- Theatrical release poster
- Directed by: Guillermo Castañeda
- Screenplay by: Gabriel Iglesias
- Based on: Los patos y las patas by Nosequien y Los Nosecuantos
- Starring: Diego Villarán Francisca Aronsson
- Cinematography: Rubén Carpio
- Production company: Jungle Pictures
- Release date: September 18, 2025;
- Running time: 104 minutes
- Country: Peru
- Language: Spanish

= Los patos y las patas =

Los patos y las patas (lit. 'The ducks and the ducklings') is a 2025 Peruvian jukebox musical romantic comedy film directed by Guillermo Castañeda (in his directorial debut) and written by Gabriel Iglesias. The title comes from the song of the same name, performed by Nosequien y Los Nosecuantos, the film stars Diego Villarán and Francisca Aronsson accompanied by Gian Piero Díaz, Daniela Sarfati, Macla Yamada, Kareem Pizarro, Anaí Padilla, Christian Ysla, Óscar Beltrán, Malú Menacho, Vasco Rodríguez and Emilram Cossio.

== Synopsis ==

In 1993, Tomacito is a shy teenager who arrives with his father at a beach where he meets Romina, a young woman with whom he falls in love.

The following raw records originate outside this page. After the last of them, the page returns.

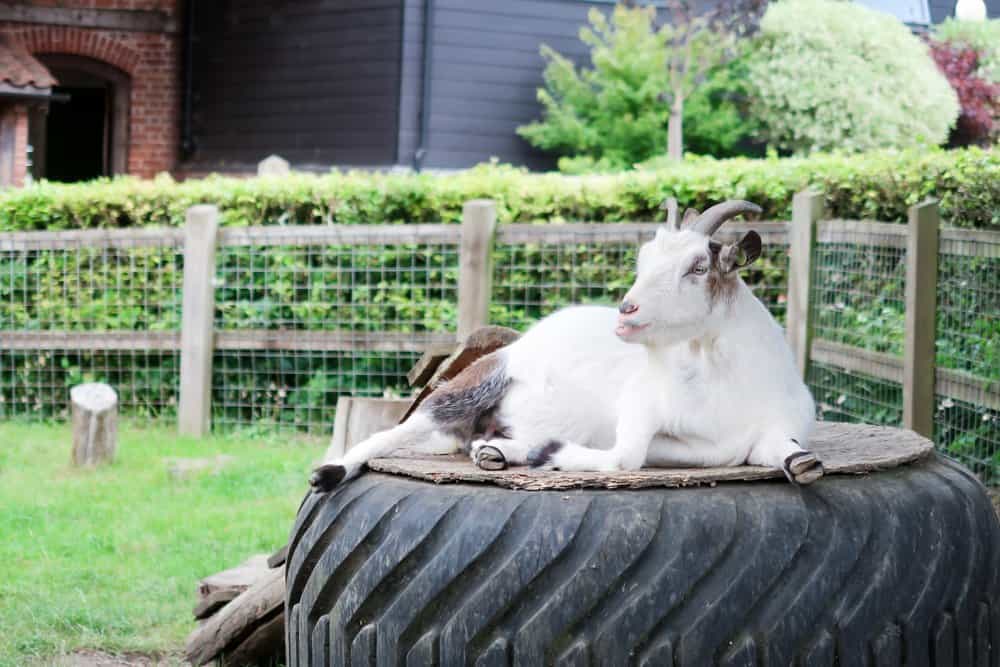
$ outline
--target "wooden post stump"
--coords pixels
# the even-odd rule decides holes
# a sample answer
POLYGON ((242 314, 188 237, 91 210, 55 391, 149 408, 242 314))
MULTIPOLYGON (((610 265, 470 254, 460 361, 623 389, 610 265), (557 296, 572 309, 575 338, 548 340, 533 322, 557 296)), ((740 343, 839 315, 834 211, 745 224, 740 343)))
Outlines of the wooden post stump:
POLYGON ((114 461, 118 450, 118 394, 106 384, 78 384, 69 392, 73 413, 73 464, 114 461))

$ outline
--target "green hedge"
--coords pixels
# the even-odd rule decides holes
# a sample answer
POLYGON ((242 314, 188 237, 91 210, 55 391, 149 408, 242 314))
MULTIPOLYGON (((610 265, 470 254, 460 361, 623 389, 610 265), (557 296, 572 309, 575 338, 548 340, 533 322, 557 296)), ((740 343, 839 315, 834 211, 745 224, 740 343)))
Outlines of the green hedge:
POLYGON ((879 152, 801 159, 651 162, 637 171, 566 176, 483 165, 454 174, 297 174, 284 178, 212 177, 174 182, 132 178, 87 184, 41 183, 0 195, 0 229, 179 225, 188 206, 210 202, 224 224, 455 221, 462 202, 497 200, 502 221, 649 220, 676 196, 704 208, 727 197, 753 200, 769 218, 787 218, 792 195, 826 193, 833 215, 904 220, 928 196, 962 227, 1000 229, 1000 152, 879 152))

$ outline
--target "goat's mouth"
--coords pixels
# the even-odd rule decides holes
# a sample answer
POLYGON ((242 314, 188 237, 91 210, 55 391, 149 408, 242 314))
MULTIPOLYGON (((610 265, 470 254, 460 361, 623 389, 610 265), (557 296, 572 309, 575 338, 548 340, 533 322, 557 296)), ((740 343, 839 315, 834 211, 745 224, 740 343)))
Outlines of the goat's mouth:
POLYGON ((639 324, 638 322, 629 320, 618 320, 618 326, 615 327, 615 334, 619 338, 631 338, 640 331, 649 328, 650 323, 639 324))

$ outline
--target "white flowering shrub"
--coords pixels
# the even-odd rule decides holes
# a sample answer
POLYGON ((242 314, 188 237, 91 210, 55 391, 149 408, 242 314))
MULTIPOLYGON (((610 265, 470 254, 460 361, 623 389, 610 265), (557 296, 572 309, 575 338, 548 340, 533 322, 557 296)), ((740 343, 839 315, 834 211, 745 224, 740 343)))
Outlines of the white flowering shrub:
POLYGON ((924 42, 852 2, 772 3, 749 74, 763 138, 797 154, 941 144, 959 112, 924 42))

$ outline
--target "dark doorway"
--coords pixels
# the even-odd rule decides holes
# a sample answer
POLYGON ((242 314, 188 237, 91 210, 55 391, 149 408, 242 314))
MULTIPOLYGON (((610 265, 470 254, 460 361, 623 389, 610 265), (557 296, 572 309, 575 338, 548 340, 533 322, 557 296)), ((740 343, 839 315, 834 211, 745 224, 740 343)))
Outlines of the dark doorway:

Returning to school also forces him to confront a new school environment, where he finds unexpected support in his teacher Mario Hart, who becomes his emotional guide, encouraging him to express his emotions through music.

== Cast ==
The actors participating in this film are:

- Diego Villarán as Tomacito
- Francisca Aronsson as Romina
- Gian Piero Díaz as Mario Hart
- Daniela Sarfati
- Macla Yamada as Miss Lola
- Kareem Pizarro as Jotache
- Anaí Padilla
- Christian Ysla
- Óscar Beltrán as Tomacito's father
- Malú Menacho
- Vasco Rodríguez
- Emilram Cossio

== Production ==
Principal photography began in late January 2025 and ended on March 7 of the same year in Punta Negra, Lima.

== Release ==
The film premiered on September 18, 2025, in Peruvian theaters.